Work colleagues will say your crazy and ask how you do it. “Aren’t you tiered – I could never get up at 4am” You will laugh and make some joke. But the truth is, if you have to explain it, then they will never understand. Only a surfer knows the butterflies feeling in the stomach as you drive through the dark, looking at treetops to reassure yourself the wind hasn’t picked up. The huge injection of adrenalin you get as a big, wide set appears. You sprint out to it, wondering if you will make it on time or get your ass handed to you. Digging deep with each stroke as you race toward it, then turn and now paddle with it. Making a late drop, winding it off the bottom, setting a rail and hacking a huge turn. The dopamine high, the euphoria after it. You are not tired, your alive. Shea Lopez commented on the golden moments at the end of the day. I’d take the uncrowded ‘Magic moments’ in the beginning. The XXL nominations site the ‘committed’ surfers. Committed? No. brave? yes. But also blessed to be able to surf such exotic places. A committed surfer is the one who gets up at 5am, drives through the cold and rain of a February morning, surfs 3 foot slop before work so he can spend some quality time with his kids in the evening. Many times a car has rocked up in the car park at 9.30 and I’m just getting out from a 4 hour uncrowded surf, and I wonder if he will become one of us ‘Invisibles’.
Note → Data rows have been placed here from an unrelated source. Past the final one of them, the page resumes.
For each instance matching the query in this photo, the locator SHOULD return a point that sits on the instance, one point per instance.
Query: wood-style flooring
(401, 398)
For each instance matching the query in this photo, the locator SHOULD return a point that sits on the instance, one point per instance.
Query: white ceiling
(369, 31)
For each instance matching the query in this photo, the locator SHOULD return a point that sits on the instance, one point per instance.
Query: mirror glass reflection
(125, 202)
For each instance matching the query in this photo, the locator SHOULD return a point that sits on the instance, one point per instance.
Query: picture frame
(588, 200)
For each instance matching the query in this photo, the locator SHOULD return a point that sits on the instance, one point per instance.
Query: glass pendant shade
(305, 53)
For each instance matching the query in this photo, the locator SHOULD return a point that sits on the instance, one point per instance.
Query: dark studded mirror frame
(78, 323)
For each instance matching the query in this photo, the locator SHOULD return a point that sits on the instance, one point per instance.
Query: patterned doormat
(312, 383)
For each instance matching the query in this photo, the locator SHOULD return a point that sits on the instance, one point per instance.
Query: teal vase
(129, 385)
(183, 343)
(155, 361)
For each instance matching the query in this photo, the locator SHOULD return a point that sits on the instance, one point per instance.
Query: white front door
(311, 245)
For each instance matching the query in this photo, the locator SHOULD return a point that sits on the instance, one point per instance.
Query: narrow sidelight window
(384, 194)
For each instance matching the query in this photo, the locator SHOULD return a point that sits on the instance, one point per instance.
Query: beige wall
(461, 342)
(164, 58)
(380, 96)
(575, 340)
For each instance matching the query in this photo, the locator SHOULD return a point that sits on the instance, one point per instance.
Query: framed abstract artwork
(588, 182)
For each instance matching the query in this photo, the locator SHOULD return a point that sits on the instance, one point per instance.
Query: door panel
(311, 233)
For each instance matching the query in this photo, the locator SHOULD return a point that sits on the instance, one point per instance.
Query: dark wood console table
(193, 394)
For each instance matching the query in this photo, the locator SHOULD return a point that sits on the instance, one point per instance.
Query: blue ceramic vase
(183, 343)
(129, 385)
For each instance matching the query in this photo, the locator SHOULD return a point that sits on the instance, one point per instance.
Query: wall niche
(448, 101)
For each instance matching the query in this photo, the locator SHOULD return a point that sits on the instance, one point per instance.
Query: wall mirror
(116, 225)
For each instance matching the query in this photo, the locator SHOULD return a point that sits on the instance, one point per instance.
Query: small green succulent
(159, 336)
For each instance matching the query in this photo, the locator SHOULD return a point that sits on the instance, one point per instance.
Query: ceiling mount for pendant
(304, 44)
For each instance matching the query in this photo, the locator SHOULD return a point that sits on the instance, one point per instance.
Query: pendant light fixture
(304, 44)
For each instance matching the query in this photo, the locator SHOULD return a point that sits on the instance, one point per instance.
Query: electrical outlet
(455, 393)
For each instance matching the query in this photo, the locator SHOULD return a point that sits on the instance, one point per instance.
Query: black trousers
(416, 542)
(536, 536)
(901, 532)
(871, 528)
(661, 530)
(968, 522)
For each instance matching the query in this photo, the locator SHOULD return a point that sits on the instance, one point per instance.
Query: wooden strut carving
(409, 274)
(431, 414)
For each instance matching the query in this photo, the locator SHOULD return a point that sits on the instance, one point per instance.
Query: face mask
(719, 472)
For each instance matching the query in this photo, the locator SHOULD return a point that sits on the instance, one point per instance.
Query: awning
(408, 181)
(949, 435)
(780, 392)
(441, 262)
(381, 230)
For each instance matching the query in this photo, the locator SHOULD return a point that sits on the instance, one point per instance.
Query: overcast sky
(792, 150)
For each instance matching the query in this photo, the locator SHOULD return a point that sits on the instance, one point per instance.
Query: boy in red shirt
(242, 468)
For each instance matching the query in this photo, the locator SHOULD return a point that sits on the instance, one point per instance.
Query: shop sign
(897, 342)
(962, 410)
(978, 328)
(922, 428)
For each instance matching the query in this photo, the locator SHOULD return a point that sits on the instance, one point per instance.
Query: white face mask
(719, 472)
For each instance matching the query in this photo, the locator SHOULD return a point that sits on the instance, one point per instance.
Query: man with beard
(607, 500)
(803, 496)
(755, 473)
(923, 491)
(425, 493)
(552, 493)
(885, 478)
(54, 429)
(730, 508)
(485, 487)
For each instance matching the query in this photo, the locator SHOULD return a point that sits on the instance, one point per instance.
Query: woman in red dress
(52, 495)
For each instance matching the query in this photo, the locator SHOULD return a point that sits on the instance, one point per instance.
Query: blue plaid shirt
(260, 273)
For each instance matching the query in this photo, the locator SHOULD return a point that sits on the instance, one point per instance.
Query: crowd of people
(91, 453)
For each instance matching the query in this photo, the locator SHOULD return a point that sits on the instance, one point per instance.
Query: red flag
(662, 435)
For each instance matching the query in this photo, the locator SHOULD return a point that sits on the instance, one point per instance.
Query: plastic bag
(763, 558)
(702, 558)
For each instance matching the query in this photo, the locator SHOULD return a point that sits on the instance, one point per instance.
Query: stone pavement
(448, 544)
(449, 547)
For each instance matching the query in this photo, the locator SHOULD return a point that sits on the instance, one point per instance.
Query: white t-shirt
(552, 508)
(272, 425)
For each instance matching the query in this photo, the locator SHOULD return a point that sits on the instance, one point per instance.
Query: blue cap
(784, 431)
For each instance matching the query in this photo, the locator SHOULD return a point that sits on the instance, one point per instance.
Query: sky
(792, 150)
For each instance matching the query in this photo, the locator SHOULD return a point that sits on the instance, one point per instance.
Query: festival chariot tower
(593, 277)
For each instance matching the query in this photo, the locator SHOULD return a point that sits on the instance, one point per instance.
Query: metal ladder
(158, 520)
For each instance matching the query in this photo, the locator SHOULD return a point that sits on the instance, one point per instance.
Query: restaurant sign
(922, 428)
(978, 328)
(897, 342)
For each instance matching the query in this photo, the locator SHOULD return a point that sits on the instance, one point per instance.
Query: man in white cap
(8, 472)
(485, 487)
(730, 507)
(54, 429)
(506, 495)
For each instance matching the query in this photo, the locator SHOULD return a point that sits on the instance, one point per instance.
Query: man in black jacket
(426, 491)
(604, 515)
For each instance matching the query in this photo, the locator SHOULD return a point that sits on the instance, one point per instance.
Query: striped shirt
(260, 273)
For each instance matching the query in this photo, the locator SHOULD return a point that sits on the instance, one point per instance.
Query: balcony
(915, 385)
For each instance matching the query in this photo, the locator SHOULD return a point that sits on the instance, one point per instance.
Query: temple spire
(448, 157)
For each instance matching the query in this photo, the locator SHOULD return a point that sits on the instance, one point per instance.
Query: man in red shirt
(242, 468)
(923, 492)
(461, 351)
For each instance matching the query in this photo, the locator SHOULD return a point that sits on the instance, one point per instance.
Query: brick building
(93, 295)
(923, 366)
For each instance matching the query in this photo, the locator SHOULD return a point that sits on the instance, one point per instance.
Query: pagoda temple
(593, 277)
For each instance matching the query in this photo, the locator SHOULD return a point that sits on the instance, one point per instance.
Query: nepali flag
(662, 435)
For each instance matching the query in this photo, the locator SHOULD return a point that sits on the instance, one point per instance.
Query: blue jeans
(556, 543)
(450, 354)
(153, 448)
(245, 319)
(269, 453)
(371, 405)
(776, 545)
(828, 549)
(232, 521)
Life burns, it hurts and it scars. Shitty jobs, heartbreak, recessions, worry about children. War. The only thing that has ever made sense to me was surfing. It has never asked anything of me. Has never judged me. Has always been there. Doesn’t care if I have an off day. No matter how shit life is, a quick surf can make the worst day feel OK. at 40 years of age, I have maybe 15 years of surfing left. 15 years sounds a long time but 15 summers doesn’t. I see it this way, there are 52 weeks per year, so that’s 52 weekends. Some only get to surf at weekends, and you can’t guarantee waves every weekend or that you will be able to go. So lets be generous and half that to 26. Could you live with just 26 surfs a year? Should I be counting down my 390 surfs left? Well fuck that. I can’t and won’t. As long as the sun keeps rising and there are waves, I will be there.

If when you die you had to write an essay on your life. What would you say? “I gave up on the thing that I loved most, but, I worked really hard for 50 years in an office”? Or will you say “I didn’t give up, I lived every moment and watched as may sunrises and sunsets as I could” If you want to go chase that pot of gold, have at it. Go buy things you don’t need. I know so many that have returned after decades, finding there was no pot of gold after all. Those days spent surfing were simpler happier times. I know that surfing means living close to the surf, and that often means driving old tatty cars, driving with the fuel light on and going without a lot of nice things. But what I get in return for my investment is a life. You can buy nice cars and holidays. But you can’t buy time. Some of my best memories are of time spent while the world sleeps.
It isn’t death I fear… it’s a life un-lived.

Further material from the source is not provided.